あたしはその空気を払うように口を開いた。





「でも、皆生きてたよ。あたしもセシルも、ヤンもギルバートも。リディアだってどこかで生きてるかもしれない。決まったわけじゃないんだもん。可能性はあるんだから明るい方に考えとこうよ?」

「…ナマエ…、うん、そうだね…」





ギルバートはそう言って笑みを浮かべた。

うん、良かった。
病は気からって言うし…て別にギルバートは病気じゃないか。
でも衰弱してるって話だし、明るいに越したことはないよね!





「でも…みんなが戦っている時に僕は情けないよ…」

「大丈夫じゃ!このシドとエンタープライズがついとる!聞けばセシルやナマエ、ローザが世話になったそうじゃ。わしに任しとくんじゃな!」





胸を張るシドの姿にギルバートは目を丸くした。

ギルバートとシドは初対面。
でも船でシドに会いに行くってところまでは一緒だったから、ギルバートも名前だけは知ってるわけで。

無事にシドに会えたことを、彼は喜んでくれた。





「じゃあうまく飛空艇を…!」

「うん。

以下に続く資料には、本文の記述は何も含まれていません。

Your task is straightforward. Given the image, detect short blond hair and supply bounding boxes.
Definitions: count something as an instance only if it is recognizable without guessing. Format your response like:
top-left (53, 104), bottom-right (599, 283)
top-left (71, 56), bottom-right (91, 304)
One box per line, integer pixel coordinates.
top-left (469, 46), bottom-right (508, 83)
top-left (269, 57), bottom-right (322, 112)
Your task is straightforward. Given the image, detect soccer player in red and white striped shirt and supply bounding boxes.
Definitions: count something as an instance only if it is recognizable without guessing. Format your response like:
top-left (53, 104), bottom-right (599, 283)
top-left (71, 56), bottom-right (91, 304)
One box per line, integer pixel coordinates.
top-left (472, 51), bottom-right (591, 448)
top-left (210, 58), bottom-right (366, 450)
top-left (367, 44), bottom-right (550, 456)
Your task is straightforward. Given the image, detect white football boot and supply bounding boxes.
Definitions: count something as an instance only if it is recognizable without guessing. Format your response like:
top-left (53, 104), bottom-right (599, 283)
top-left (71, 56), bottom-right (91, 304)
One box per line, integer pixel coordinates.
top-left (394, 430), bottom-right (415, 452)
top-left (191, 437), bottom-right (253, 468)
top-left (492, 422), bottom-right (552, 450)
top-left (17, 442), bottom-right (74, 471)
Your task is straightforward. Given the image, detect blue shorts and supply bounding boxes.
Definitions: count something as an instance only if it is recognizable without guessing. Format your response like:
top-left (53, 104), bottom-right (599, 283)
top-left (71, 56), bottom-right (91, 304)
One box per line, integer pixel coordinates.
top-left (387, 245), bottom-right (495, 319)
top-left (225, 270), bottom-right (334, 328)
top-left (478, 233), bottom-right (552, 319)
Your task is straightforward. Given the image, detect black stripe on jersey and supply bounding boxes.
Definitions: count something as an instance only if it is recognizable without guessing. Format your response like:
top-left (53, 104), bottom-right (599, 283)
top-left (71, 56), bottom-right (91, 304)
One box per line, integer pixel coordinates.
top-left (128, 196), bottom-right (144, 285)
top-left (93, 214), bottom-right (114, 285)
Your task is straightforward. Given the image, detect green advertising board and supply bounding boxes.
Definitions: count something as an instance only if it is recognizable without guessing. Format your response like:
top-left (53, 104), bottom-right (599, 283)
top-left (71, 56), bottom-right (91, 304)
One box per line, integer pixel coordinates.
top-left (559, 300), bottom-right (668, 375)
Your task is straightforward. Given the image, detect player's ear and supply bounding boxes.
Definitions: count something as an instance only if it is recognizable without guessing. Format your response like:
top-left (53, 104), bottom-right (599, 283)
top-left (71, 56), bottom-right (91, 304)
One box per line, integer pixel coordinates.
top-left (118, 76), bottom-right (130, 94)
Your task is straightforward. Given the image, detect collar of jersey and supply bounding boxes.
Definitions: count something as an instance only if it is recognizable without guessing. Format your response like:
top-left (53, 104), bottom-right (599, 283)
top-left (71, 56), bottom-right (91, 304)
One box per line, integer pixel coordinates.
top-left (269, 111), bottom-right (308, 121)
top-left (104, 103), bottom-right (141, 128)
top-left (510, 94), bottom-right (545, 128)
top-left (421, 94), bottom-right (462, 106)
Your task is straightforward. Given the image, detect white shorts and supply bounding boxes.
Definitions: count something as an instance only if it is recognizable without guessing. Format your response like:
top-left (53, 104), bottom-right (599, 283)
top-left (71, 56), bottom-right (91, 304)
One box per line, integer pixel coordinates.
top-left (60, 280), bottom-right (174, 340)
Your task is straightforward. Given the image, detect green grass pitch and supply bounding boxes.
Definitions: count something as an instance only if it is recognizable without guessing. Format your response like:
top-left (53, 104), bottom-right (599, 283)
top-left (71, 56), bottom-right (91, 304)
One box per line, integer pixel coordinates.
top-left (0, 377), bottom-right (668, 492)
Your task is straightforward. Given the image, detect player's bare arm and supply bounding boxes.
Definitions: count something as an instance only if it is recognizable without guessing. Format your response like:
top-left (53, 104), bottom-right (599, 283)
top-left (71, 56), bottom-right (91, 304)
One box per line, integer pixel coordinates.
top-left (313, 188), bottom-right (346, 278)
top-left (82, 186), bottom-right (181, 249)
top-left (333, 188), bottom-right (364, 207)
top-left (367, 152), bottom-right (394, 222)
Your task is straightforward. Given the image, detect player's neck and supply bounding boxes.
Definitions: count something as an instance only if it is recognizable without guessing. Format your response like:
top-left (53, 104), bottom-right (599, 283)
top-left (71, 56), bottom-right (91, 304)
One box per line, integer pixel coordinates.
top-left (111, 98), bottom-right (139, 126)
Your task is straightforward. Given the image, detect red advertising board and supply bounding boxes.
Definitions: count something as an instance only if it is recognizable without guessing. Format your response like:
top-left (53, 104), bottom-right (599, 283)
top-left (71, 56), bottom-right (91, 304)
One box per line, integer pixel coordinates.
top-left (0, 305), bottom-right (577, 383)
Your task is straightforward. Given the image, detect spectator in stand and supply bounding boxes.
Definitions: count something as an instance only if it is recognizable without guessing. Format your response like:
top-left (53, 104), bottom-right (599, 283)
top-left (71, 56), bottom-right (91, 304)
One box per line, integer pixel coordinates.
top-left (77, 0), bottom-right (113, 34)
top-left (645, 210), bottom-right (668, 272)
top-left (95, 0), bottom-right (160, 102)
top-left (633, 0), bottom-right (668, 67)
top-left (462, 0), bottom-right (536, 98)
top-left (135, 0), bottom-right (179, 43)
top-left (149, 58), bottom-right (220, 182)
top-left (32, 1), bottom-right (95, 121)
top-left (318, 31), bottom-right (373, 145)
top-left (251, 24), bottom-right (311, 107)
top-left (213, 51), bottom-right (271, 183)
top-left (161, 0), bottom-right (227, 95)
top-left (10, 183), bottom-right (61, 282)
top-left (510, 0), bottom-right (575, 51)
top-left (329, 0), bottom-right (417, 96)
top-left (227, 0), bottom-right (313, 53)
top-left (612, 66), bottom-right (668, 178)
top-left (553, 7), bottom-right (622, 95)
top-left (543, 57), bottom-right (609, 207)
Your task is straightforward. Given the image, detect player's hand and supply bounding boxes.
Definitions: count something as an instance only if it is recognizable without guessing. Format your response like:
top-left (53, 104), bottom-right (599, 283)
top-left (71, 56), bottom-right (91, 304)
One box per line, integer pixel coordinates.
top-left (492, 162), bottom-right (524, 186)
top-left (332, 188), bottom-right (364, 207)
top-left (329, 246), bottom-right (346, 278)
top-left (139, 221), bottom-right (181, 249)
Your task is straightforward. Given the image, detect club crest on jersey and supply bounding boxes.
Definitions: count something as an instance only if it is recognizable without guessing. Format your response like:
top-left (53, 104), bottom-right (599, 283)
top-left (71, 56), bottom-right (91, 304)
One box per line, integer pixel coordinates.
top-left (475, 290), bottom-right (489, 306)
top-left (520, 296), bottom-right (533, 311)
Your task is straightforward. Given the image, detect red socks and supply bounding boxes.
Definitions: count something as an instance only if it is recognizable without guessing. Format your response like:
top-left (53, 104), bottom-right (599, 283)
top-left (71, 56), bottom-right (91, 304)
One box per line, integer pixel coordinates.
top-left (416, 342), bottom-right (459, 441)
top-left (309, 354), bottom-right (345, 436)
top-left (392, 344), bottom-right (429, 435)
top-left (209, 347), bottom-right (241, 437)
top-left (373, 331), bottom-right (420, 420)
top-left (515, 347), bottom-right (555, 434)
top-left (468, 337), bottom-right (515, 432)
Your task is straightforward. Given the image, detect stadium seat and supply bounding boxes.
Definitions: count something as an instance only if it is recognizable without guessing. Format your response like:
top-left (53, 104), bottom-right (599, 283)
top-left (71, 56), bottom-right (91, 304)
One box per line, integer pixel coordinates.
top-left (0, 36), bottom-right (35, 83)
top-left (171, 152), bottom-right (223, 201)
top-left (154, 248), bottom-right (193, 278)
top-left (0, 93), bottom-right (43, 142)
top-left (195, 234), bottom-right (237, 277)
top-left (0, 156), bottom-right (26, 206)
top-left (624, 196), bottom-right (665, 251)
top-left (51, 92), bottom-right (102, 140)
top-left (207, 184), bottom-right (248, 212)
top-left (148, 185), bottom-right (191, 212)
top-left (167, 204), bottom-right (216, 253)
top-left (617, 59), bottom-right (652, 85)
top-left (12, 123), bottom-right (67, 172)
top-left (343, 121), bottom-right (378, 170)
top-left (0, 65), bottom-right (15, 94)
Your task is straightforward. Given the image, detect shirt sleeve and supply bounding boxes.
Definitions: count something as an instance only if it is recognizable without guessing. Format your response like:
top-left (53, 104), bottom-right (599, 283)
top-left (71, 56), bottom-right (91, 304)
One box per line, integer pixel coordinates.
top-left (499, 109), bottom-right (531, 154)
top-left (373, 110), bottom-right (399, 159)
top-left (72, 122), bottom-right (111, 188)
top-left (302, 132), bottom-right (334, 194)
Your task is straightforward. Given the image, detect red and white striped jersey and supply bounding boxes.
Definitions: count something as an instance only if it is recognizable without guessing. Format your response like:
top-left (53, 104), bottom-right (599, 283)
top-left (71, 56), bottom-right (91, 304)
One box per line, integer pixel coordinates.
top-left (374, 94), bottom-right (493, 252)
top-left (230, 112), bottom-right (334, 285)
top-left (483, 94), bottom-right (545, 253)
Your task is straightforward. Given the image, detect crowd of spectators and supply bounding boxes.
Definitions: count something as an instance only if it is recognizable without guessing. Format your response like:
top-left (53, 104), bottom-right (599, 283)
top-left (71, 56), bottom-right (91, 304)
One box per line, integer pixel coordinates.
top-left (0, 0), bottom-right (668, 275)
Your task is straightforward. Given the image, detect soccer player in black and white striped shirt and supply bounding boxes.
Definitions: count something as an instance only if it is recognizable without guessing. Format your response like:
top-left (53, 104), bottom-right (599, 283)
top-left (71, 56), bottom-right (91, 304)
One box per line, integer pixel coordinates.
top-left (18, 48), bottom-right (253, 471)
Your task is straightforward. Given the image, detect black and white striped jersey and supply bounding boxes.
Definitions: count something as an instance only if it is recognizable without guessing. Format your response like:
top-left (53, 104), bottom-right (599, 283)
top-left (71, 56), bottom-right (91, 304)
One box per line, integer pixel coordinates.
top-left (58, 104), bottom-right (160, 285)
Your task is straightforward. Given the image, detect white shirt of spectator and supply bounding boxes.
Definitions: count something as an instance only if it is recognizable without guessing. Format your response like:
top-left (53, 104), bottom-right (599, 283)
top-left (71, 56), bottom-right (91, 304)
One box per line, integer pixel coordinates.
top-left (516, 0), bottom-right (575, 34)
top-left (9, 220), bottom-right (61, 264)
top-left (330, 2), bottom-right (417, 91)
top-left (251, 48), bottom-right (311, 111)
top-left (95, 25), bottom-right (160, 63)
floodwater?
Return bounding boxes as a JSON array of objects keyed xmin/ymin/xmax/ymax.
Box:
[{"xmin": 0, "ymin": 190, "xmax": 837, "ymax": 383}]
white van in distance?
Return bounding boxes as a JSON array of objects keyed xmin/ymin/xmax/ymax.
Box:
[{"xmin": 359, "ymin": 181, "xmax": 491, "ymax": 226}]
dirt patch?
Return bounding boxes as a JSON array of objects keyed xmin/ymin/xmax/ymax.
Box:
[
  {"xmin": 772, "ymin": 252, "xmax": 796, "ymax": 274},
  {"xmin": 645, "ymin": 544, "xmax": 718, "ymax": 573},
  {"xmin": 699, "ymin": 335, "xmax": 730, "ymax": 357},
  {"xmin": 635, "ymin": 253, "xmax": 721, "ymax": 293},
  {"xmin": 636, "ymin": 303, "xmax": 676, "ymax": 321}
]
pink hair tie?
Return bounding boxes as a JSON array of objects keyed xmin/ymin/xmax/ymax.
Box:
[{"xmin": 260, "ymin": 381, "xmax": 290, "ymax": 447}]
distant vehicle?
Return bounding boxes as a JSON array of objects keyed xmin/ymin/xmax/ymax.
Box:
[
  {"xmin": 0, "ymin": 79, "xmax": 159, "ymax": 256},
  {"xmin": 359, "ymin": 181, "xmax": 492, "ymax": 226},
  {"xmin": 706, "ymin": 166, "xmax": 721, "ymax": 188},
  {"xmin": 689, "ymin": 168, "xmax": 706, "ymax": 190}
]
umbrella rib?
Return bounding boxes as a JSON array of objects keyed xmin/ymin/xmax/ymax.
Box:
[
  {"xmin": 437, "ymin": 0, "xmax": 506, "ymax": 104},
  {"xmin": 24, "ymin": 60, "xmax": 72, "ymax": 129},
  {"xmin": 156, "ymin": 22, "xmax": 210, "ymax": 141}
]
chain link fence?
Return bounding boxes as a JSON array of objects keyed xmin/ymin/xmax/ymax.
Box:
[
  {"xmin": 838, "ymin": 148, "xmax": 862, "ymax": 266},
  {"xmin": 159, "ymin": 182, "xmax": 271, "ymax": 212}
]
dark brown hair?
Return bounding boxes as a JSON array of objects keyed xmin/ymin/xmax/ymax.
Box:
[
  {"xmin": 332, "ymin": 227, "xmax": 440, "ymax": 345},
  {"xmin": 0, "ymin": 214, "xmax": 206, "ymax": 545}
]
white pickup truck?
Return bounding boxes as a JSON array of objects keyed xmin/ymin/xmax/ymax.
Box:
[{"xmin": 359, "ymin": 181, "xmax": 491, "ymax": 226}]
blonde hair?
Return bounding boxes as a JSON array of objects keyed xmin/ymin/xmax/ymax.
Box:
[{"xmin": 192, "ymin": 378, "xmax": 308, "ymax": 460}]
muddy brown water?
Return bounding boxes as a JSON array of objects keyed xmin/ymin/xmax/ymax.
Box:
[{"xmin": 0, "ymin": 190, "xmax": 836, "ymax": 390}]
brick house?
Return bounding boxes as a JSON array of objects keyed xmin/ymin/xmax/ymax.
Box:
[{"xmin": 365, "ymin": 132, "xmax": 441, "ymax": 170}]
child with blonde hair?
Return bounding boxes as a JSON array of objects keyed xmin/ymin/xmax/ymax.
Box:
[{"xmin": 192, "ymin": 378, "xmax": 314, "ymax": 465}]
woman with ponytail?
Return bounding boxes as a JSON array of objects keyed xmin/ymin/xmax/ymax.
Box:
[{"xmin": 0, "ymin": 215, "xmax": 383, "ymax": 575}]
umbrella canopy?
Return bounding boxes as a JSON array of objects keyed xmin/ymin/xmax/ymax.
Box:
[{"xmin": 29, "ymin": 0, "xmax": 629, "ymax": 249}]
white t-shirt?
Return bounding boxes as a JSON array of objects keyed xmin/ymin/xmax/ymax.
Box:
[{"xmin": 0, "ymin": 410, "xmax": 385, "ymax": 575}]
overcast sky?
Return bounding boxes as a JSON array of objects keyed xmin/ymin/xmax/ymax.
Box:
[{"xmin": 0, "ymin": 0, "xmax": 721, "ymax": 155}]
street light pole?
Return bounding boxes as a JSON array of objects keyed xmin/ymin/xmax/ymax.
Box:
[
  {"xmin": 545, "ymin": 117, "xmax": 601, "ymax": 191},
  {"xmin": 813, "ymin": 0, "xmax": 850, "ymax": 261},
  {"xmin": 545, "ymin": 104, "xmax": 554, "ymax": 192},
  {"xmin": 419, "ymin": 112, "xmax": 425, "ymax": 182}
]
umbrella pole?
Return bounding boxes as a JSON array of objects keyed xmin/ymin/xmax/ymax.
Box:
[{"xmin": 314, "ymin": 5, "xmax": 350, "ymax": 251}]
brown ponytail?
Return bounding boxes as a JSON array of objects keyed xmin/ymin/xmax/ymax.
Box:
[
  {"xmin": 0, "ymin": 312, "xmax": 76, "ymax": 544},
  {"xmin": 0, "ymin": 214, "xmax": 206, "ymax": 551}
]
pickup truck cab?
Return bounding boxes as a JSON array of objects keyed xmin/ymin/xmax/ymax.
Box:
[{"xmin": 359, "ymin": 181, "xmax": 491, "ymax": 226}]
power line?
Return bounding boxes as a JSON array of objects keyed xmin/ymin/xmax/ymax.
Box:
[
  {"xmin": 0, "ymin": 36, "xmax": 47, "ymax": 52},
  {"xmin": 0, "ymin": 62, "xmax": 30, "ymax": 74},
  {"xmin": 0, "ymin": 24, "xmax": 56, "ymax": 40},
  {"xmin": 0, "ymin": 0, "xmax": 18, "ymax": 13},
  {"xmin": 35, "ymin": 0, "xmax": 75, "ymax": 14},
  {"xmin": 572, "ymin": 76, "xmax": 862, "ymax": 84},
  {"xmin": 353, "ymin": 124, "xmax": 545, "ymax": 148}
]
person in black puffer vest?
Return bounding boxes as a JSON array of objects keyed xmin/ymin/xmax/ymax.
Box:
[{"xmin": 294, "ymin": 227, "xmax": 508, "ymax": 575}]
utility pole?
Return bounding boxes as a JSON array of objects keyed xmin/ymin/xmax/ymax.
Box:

もう完全にどこでも行けちゃうよ!だから任せといて!…ま、ちょーっと面倒なことになってるんだけどね」

「面倒なこと…?」





あたしは頭の後ろを掻いた。
そしてセシルと一緒に今の状況をギルバートに説明した。





「ここのトロイヤの土のクリスタルとローザを引き換えということになってしまって…」

「でもクリスタルはダークエルフってのに盗まれたって言うし…。これからそれを取り返しに行こうとしてるんだけどさ。しかも磁力の洞窟って厄介なとこみたいなんだよね」

「…ダークエルフ…」





ダークエルフの名を聞くとギルバートは何かを考えるようなそぶりを見せた。

何だろう…?
そう思って彼を見つめていると、ギルバートは傍に置いてあった袋に手を伸ばし、あるものを取り出した。





「ナマエ、これを」

「え?これって…もしかして、ひそひ草…?」





手渡されたひとつの植物。
それはひそひ草と言う、ちょっと特殊な草だった。





「僕の代わりさ…。持って行ってくれ」





ギルバートはそう言って、ひそひ草をあたしの手に握らせた。
弱り切ったギルバートの精一杯の力が伝わってくる。

あたしはそれを受け取ると、笑みを浮かべて頷いた。





「わかった。ギルバートだと思って持ってくよ」

「うん…。頼むよ。そしてローザと…君の大切な彼を…きっと取り戻して見せるんだよ」

「ギルバート…」





離れ離れになってしまう直前。

揺れる船の上で、あたしはギルバートとリディアにカインの話をした。
本当は凄く優しい人なんだよって、笑って話した。

彼はそれを、ちゃんと覚えてくれていた。





「ありがとう…」





あたしはひそひ草を大事に懐にしまい込んだ。